The following figure shows a sample Office Communications Server 2007 R2 topology and the protocol flow in that topology.

Office Communications Server can be installed in several configurations, starting with a single Standard Edition server for simple/common installations to multiple Enterprise Edition servers where high availability at scale is a requirement.

Standard Edition (Single Server Installation)

Office Communications Server 2007 R2, Standard Edition contains the same server components as Enterprise Edition. However, in this configuration all the server components required to provide presence, instant messaging (IM), multiparty Web conferencing and desktop sharing, and audio/video (A/V) conferencing are installed on a single computer. All voice components and applications are also installed on the same computer. In a Standard Edition configuration, the Back-End Database Server also runs on the single physical server. Thus, all elements share the same server resources.

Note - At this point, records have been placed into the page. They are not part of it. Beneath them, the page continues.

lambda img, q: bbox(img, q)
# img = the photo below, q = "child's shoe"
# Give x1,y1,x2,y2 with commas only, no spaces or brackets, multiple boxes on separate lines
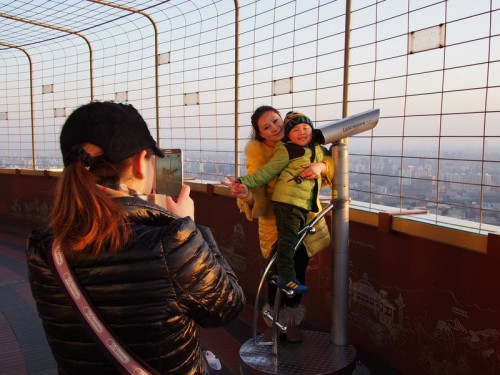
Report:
275,277,309,294
261,269,279,282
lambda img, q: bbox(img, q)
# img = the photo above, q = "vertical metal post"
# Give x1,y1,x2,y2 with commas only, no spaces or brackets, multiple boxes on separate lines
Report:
331,142,349,345
331,0,351,346
341,0,352,120
234,0,240,177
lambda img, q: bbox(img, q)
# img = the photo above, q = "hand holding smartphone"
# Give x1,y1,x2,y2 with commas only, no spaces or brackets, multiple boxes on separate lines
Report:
165,184,195,220
155,149,183,198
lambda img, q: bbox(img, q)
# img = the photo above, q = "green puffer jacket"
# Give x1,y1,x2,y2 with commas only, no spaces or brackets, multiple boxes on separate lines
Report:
238,141,328,213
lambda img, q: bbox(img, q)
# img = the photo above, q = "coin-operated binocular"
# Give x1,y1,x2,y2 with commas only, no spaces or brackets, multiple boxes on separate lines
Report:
315,108,380,144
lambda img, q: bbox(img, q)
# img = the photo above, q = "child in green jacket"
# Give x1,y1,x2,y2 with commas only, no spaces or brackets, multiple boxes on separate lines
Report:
237,111,329,293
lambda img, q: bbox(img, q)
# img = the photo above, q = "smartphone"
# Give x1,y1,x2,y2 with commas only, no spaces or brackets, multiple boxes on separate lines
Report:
155,149,183,197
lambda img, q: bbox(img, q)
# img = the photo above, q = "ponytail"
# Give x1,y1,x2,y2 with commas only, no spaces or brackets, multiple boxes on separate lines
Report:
50,156,131,255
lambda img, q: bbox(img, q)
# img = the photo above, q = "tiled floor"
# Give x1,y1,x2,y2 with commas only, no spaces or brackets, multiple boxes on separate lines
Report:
0,221,395,375
0,223,58,375
0,222,261,375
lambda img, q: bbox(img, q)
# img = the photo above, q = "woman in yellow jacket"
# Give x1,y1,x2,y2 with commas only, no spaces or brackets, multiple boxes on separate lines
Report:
228,105,333,342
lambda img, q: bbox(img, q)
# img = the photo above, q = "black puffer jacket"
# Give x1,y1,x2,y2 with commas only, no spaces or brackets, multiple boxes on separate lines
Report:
27,196,245,374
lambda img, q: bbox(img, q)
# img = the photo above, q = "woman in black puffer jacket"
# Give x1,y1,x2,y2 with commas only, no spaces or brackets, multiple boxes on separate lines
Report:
26,101,245,375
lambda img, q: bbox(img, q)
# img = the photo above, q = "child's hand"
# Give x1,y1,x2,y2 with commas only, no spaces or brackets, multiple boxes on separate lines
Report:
221,176,249,199
300,162,326,179
220,175,236,188
166,184,195,220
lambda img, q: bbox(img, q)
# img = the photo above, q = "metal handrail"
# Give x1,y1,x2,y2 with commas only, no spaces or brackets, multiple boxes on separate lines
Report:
251,202,335,356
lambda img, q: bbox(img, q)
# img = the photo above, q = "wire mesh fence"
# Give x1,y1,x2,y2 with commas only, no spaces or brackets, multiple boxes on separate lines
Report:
0,0,499,233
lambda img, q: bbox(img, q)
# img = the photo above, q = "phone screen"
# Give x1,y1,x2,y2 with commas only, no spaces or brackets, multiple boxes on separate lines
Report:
155,149,183,197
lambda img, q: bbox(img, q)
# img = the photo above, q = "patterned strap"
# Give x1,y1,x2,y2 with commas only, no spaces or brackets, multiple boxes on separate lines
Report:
49,241,158,375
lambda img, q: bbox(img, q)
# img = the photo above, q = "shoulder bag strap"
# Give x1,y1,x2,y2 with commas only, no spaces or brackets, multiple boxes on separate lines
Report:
48,240,159,375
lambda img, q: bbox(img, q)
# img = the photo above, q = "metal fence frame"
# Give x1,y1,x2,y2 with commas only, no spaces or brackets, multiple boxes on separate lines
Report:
1,0,499,234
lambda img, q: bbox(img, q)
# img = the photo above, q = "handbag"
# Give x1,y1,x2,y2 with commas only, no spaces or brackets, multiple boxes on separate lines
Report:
48,240,159,375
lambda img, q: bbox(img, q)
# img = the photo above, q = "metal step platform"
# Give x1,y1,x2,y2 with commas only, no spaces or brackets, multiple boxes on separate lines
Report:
239,330,356,375
240,199,357,374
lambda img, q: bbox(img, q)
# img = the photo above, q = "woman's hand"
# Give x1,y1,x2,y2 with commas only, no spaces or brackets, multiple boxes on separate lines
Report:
221,176,250,199
300,162,326,180
166,184,195,220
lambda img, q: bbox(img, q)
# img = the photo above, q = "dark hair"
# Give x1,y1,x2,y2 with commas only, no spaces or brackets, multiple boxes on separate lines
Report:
250,105,281,141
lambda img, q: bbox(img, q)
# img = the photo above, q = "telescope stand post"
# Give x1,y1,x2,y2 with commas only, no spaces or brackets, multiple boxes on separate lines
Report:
331,140,350,346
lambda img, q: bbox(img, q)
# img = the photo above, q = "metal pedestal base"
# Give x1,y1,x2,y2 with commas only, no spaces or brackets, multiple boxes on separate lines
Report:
239,330,356,375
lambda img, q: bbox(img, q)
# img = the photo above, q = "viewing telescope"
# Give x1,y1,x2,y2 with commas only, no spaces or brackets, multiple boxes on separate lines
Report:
316,108,380,144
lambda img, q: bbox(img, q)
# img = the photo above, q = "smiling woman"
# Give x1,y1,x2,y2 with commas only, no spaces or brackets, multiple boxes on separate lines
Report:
223,107,333,343
235,111,328,293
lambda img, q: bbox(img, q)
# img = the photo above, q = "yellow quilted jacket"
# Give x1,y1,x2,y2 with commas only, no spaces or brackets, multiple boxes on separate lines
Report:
237,140,333,259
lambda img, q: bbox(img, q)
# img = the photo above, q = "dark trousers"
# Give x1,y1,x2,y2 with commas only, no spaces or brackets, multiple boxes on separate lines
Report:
272,202,309,281
267,243,310,307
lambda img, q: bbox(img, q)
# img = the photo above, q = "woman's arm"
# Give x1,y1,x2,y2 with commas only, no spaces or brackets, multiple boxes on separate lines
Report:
162,217,245,326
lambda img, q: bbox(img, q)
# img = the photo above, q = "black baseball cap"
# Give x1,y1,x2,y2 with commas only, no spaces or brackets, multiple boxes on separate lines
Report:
60,101,163,166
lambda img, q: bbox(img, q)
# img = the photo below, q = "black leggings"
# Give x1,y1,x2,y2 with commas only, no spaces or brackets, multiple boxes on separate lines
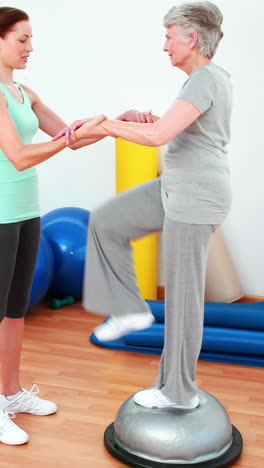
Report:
0,217,40,323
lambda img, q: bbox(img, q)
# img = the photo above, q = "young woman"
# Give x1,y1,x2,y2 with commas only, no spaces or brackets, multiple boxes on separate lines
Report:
0,7,105,445
59,1,232,411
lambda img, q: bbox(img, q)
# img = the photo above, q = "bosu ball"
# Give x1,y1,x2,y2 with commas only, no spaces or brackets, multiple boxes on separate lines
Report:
104,387,243,467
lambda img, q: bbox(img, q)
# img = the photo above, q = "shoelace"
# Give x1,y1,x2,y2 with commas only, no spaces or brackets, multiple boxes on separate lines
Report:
0,412,16,431
26,384,40,397
6,384,41,412
18,384,40,409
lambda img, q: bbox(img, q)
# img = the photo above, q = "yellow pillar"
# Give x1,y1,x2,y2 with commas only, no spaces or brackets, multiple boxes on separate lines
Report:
116,138,159,300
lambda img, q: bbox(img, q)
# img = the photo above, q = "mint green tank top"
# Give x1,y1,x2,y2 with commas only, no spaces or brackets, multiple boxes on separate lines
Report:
0,82,40,223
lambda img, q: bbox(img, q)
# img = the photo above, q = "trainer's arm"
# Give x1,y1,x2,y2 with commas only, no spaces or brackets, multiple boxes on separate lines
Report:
23,85,106,150
0,92,105,171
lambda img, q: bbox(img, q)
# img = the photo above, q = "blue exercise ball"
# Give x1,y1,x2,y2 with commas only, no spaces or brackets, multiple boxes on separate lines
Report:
28,232,54,310
41,207,90,299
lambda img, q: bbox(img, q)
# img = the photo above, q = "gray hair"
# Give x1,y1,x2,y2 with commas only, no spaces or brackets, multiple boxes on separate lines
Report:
163,1,223,58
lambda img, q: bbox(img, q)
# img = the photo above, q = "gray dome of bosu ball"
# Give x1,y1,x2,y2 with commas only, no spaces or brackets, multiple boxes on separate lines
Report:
104,388,243,467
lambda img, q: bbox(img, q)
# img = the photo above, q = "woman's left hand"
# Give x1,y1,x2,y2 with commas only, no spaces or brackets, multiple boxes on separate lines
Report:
77,115,109,140
52,116,107,145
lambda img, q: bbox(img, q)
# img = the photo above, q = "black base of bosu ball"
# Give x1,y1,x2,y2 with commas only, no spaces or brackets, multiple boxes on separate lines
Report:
104,389,243,468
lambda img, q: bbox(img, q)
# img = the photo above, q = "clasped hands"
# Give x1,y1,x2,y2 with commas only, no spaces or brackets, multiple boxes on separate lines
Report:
52,109,155,145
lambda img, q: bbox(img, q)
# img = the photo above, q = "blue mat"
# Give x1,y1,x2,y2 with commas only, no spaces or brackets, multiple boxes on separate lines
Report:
89,301,264,367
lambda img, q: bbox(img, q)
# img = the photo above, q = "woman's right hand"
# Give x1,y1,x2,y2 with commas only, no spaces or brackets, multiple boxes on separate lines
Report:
116,109,155,123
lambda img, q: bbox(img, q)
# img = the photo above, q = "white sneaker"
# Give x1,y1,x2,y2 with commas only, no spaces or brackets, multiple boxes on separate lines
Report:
133,387,199,409
0,410,29,445
94,312,155,342
0,385,58,416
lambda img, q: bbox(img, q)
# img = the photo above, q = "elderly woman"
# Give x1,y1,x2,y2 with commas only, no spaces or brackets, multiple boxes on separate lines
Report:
64,1,232,409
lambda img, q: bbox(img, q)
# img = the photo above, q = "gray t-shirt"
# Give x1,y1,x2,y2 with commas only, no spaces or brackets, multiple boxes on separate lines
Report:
161,62,232,224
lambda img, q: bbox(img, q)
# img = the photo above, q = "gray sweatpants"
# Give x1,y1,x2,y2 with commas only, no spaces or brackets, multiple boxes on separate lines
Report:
83,178,215,405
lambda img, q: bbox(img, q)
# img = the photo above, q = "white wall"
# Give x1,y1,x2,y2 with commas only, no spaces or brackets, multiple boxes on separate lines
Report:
8,0,264,295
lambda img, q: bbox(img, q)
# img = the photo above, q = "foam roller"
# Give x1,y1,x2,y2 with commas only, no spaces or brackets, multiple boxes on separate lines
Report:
146,300,264,331
124,324,264,355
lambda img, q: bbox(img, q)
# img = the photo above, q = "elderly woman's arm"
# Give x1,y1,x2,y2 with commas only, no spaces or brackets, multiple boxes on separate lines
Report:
53,110,159,148
77,99,200,147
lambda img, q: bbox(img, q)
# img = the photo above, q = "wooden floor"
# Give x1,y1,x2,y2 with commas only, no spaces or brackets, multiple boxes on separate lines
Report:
0,303,263,468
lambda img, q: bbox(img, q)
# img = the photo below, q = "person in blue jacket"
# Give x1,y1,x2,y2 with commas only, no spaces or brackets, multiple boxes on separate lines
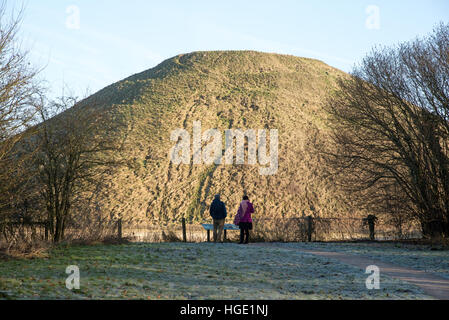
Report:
209,194,227,243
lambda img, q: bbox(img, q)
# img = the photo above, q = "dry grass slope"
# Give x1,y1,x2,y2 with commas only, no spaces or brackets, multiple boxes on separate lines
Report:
70,51,360,225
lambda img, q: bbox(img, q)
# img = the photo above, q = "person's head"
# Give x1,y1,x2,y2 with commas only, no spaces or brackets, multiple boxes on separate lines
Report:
243,195,249,201
214,194,220,200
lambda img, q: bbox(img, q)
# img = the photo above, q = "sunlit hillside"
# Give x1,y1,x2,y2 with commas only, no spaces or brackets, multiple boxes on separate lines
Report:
59,51,356,224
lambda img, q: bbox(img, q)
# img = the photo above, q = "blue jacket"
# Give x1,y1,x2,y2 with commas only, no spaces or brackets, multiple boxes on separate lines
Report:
209,199,227,220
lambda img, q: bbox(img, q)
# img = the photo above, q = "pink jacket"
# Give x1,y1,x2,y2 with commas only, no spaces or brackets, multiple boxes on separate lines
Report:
237,200,254,223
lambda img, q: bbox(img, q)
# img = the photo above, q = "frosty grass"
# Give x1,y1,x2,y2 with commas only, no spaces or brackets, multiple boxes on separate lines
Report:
0,242,439,299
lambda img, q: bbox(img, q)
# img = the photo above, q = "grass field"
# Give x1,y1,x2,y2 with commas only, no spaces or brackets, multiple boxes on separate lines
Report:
0,242,436,300
282,242,449,279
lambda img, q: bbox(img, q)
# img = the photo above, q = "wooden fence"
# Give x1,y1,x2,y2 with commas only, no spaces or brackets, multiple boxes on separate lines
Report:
0,215,421,244
0,220,49,242
114,215,422,243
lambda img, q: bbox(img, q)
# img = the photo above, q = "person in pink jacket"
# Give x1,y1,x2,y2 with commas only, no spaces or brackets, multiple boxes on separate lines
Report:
235,195,254,244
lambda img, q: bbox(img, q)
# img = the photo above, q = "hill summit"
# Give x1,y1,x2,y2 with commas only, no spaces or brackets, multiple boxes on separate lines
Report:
82,51,351,223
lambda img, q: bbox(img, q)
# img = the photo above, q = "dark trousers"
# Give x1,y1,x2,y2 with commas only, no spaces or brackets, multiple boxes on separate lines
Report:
239,222,252,244
213,219,225,242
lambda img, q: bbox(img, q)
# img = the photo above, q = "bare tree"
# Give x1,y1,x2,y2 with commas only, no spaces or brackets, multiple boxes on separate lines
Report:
25,94,125,243
0,3,125,245
325,23,449,238
0,3,42,222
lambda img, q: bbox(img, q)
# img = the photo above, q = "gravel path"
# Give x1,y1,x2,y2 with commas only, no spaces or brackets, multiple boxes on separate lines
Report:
252,243,449,300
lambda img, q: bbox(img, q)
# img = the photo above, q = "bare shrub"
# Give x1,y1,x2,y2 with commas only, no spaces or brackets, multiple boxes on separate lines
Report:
325,23,449,238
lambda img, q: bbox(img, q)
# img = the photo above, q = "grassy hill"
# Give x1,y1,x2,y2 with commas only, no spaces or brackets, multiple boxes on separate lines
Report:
71,50,356,224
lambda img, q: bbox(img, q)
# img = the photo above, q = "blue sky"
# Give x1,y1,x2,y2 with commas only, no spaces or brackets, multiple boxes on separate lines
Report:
11,0,449,98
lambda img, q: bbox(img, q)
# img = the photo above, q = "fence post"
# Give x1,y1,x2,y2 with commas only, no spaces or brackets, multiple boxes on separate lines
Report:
306,216,313,242
44,221,49,241
182,218,187,242
117,218,122,240
366,215,377,241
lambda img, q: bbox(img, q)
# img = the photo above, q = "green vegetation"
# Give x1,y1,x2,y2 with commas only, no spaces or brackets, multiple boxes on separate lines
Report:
186,165,218,222
0,243,431,300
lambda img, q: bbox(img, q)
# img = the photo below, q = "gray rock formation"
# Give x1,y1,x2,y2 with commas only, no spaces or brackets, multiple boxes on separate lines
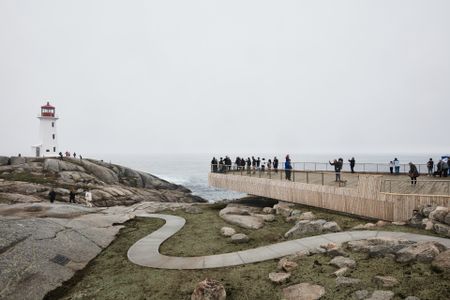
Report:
219,205,265,229
335,276,361,286
0,156,205,207
329,256,356,268
0,201,194,300
396,241,446,263
231,233,250,243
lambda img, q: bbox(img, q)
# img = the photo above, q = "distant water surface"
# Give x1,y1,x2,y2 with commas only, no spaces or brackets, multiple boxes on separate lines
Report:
94,153,443,202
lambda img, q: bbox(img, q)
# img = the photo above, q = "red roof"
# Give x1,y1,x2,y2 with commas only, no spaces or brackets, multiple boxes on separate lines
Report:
41,101,55,109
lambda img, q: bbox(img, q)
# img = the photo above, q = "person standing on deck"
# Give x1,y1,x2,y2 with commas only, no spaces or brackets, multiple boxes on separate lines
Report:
442,159,449,178
427,158,434,176
394,158,400,174
329,158,343,181
408,162,419,185
211,157,218,172
285,155,292,180
348,157,356,173
273,157,279,173
268,159,272,171
389,161,394,174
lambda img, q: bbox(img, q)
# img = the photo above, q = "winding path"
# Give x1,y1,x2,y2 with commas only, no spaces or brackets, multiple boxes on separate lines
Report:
127,213,450,270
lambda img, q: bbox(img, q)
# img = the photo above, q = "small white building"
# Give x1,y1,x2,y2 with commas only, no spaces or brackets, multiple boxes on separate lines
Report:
32,102,59,157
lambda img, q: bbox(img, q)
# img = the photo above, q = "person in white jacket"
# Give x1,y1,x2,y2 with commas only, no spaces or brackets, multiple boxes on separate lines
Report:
85,190,93,207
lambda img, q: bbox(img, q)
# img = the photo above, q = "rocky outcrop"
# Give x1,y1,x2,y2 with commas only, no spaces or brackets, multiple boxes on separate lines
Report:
410,205,450,237
231,233,249,243
0,201,194,300
396,241,446,263
269,272,291,284
0,156,205,206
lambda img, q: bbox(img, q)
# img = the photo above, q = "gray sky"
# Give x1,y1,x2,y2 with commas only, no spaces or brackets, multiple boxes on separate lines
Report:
1,0,449,156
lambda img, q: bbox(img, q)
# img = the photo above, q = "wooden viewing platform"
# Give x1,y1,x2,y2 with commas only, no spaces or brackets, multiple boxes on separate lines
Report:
208,169,450,222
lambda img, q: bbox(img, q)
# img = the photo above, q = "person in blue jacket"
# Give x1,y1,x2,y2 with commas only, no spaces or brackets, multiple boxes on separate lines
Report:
285,155,292,180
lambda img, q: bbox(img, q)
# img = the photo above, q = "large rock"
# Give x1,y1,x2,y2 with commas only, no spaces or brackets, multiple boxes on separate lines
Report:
330,256,356,268
298,212,316,221
268,272,291,284
282,283,325,300
9,156,26,165
346,238,414,257
278,258,298,272
191,278,226,300
219,206,264,229
231,233,249,244
322,221,341,232
373,276,399,287
80,160,119,184
353,290,369,300
262,207,275,214
220,227,236,237
0,156,9,166
396,241,446,263
335,276,361,286
429,207,449,223
433,222,450,237
44,159,84,173
366,290,394,300
329,256,356,268
274,203,294,217
285,220,324,237
421,204,437,218
431,249,450,272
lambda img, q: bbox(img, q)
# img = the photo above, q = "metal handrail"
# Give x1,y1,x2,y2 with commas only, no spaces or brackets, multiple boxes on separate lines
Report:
381,178,450,195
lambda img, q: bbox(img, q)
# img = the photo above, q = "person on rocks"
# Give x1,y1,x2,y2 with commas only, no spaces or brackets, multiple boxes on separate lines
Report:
48,189,56,203
427,158,434,176
79,155,83,160
408,162,419,185
211,157,218,172
69,189,76,203
73,152,77,158
285,155,292,180
85,190,93,207
59,152,64,160
348,157,356,173
394,158,400,174
329,158,343,182
273,156,279,173
389,161,394,174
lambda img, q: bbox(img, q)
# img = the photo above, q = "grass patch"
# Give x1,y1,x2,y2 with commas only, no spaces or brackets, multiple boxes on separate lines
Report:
46,204,450,300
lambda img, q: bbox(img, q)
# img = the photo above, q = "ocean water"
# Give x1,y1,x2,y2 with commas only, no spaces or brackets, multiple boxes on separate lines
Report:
96,153,444,202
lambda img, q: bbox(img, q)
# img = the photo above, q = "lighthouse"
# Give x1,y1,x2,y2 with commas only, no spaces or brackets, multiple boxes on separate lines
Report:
32,102,59,157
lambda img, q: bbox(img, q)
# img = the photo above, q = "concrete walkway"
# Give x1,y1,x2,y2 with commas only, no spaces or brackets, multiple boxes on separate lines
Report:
127,213,450,270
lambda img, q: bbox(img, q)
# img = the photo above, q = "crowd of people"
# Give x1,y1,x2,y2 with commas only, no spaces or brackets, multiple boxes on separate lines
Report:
58,150,82,160
211,155,450,185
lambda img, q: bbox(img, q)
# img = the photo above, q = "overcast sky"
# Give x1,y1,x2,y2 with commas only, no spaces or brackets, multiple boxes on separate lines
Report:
0,1,449,157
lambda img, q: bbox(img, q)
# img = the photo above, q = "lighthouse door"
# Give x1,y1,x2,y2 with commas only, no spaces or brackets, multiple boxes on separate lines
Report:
36,147,40,157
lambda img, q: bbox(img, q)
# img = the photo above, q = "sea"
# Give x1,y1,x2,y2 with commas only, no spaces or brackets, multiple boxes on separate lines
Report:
94,153,446,202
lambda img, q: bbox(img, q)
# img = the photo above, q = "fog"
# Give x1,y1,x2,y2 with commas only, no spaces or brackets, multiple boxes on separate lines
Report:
1,0,449,157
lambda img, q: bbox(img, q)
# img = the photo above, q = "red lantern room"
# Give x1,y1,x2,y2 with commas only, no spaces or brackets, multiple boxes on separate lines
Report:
41,102,55,117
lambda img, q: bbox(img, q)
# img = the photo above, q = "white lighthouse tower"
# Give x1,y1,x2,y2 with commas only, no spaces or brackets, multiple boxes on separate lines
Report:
32,102,59,157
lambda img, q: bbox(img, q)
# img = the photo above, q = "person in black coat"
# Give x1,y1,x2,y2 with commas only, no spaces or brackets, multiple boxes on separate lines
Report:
49,189,56,203
348,157,356,173
69,189,76,203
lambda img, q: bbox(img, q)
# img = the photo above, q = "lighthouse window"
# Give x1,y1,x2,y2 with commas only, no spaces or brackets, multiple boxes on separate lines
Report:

This configuration is designed to support a small number of users and concurrent meetings and is not designed to scale to larger deployments. Ease of installation and server management are the primary goals for this type of server installation.

Enterprise Edition

An Enterprise Edition server can provide an organization with scaling and high availability. Enterprise Edition servers are deployed in a pool regardless of whether there is one server or multiple servers. An organization can deploy Enterprise Edition configuration by using a single Enterprise Edition server, with or without a hardware load balancer, or multiple Enterprise Edition servers behind a hardware load balancer. Multiple servers provide high availability such that, if one Front End Server fails, clients can detect the failure and automatically reconnect to one of the other Front End Servers.

Consolidated Configuration

Consolidated configuration is the recommended topology for most organizations, both in terms of scaling and simplified administration.

In Office Communications Server, each Front End Server in an Enterprise Edition consolidated configuration includes registration, presence, routing, conferencing, and enterprise telephony functionality. Each Front End Server runs an instance of the Focus, Focus Factory, Conferencing Server Factory, and all conferencing servers. Each Front End Server also runs an instance of all voice applications (for example, Voice Inbound and Outbound Routing, Outside Voice Control, Response Group Service, Communicator 2007 R2 Attendant, and Conferencing Announcement Service). The most important aspect of this architecture is that all Front End Servers are equivalent in functionality. The same software components (that is, Focus, Focus Factory, Conferencing Server Factory, conferencing servers, and voice applications) are installed on all the Front End Servers. A consolidated configuration helps simplify setup and management, while still providing high scalability, availability, and failure recovery.

Expanded Configuration

Expanded configuration was introduced in Office Communications Server 2007. The primary advantage of the expanded configuration in Office Communications Server 2007 was its ability to scale in very large deployments. However, the scalability limitations of consolidated configuration, which is simpler to deploy, have been removed in Office Communications Server 2007 R2, and consolidated configuration is now the preferred topology for most organizations.

In an Enterprise Edition expanded configuration, the A/V Conferencing Server and Web Conferencing Server server roles are distributed and run on separate servers. Expanded configuration is no longer a recommended scenario and requires command-line installation and configuration in Office Communications Server 2007 R2.